Gutenberg's role reviewed

In a discovery that could prompt a major reassessment in the history of books and bookmaking, two Princeton University researchers have concluded that 15th century German printer Johannes Gutenberg did not, as has been long believed, invent conventional moveable type.

Using sophisticated digital imaging and computer analysis, Paul Needham, librarian of the Scheide Library, a private collection housed in Princeton's Firestone Library, and Blaise Ag|era y Arcas, a 1998 physics graduate, discovered discrepancies between individual letters that they could only explain by concluding Gutenberg used an alternative technology.

They announced their findings last month at New York City's Grolier Club, an organization of book collectors founded in 1884.

"The conventional idea of what Gutenberg invented," Needham says, "was what we would call a punch matrix system, where you engrave the steel punch with a character on its end, then use the punch to strike an impression in a matrix -- a block of copper.

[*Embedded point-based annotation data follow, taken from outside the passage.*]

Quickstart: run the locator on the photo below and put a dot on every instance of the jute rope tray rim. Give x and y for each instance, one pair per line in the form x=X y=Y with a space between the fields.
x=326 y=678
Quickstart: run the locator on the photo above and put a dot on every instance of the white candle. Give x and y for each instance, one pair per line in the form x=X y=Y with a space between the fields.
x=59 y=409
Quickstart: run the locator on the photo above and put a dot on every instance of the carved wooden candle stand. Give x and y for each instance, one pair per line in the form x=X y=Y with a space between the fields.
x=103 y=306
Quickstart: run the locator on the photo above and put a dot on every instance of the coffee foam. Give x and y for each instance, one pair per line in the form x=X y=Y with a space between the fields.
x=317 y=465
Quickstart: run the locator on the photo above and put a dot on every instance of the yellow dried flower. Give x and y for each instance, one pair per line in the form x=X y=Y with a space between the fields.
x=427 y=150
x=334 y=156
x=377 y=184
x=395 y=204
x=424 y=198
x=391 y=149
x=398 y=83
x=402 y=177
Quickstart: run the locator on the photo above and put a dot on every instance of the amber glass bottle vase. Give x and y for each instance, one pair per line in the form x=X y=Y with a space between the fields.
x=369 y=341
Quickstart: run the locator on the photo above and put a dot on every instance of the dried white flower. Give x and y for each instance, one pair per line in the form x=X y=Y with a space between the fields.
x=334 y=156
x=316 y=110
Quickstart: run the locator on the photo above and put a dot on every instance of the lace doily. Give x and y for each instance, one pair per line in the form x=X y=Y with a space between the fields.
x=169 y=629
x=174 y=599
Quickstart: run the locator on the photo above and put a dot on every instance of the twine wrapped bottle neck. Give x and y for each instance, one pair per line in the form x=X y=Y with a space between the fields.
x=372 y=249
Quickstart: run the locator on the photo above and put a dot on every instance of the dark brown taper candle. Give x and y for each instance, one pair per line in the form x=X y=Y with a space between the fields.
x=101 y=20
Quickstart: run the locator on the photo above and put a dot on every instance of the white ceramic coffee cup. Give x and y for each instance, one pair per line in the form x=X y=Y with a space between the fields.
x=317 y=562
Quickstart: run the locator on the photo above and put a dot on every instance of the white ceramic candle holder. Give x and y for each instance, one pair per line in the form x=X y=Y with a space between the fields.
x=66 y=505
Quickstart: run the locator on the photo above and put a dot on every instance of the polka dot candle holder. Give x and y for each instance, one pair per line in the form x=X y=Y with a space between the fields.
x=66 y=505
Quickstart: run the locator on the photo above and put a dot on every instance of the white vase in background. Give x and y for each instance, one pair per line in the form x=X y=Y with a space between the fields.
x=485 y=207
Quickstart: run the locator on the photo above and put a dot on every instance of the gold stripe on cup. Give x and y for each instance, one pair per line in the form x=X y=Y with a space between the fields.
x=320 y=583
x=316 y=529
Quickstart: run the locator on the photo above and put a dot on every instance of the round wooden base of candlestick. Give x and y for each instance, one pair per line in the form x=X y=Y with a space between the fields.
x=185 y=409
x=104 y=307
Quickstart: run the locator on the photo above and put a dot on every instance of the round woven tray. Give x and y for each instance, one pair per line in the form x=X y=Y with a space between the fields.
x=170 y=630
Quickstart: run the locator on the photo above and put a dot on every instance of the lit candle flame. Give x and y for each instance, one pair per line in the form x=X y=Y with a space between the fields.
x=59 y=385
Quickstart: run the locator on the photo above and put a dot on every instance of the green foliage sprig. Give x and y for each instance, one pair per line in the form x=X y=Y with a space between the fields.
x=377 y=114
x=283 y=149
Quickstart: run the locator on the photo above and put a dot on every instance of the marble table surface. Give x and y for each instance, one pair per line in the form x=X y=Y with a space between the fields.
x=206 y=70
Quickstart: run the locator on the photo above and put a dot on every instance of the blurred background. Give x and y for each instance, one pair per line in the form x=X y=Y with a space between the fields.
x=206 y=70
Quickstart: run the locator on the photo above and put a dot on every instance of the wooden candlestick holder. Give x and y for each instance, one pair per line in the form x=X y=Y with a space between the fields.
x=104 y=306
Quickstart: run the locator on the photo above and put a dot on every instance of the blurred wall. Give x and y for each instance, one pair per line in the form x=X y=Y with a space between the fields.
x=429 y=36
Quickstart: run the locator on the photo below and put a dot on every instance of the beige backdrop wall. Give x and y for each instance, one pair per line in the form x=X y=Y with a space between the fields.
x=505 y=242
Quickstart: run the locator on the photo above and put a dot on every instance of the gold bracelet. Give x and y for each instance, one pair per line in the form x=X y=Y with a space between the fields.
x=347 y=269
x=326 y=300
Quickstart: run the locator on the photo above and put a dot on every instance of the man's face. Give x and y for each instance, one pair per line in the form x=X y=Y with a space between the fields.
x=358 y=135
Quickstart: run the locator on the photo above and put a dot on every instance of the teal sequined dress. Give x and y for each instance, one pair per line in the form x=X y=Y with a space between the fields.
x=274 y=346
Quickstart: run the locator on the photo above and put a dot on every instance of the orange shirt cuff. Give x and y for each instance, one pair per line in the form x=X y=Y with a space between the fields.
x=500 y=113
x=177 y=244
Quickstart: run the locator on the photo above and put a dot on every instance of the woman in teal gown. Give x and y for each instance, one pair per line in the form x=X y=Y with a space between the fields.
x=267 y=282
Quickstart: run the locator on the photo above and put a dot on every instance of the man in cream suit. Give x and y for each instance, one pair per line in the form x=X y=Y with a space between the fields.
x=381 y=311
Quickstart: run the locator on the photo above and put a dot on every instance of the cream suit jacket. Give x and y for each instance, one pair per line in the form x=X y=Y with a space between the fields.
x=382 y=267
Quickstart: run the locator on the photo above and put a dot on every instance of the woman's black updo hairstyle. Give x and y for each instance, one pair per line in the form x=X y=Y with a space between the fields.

You pour the type metal, a lead alloy, into it. (The resulting letters) all look alike because they've all come from the same mold, the same matrix, and ultimately from the same punch. It really is mass production as we think of it today."

But in the Scheide Library's 1455 Gutenberg Bible, in a Papal letter printed by Gutenberg at about the same time and in other pre-1465 printing, Needham and Ag|era y Arcas found variations from letter to letter inconsistent with that kind of mass production.

The two men concluded that Gutenberg may have used an earlier technology that involves casting letters in molds of sand -- molds that could not be reused because one had to break them apart to get the letters out.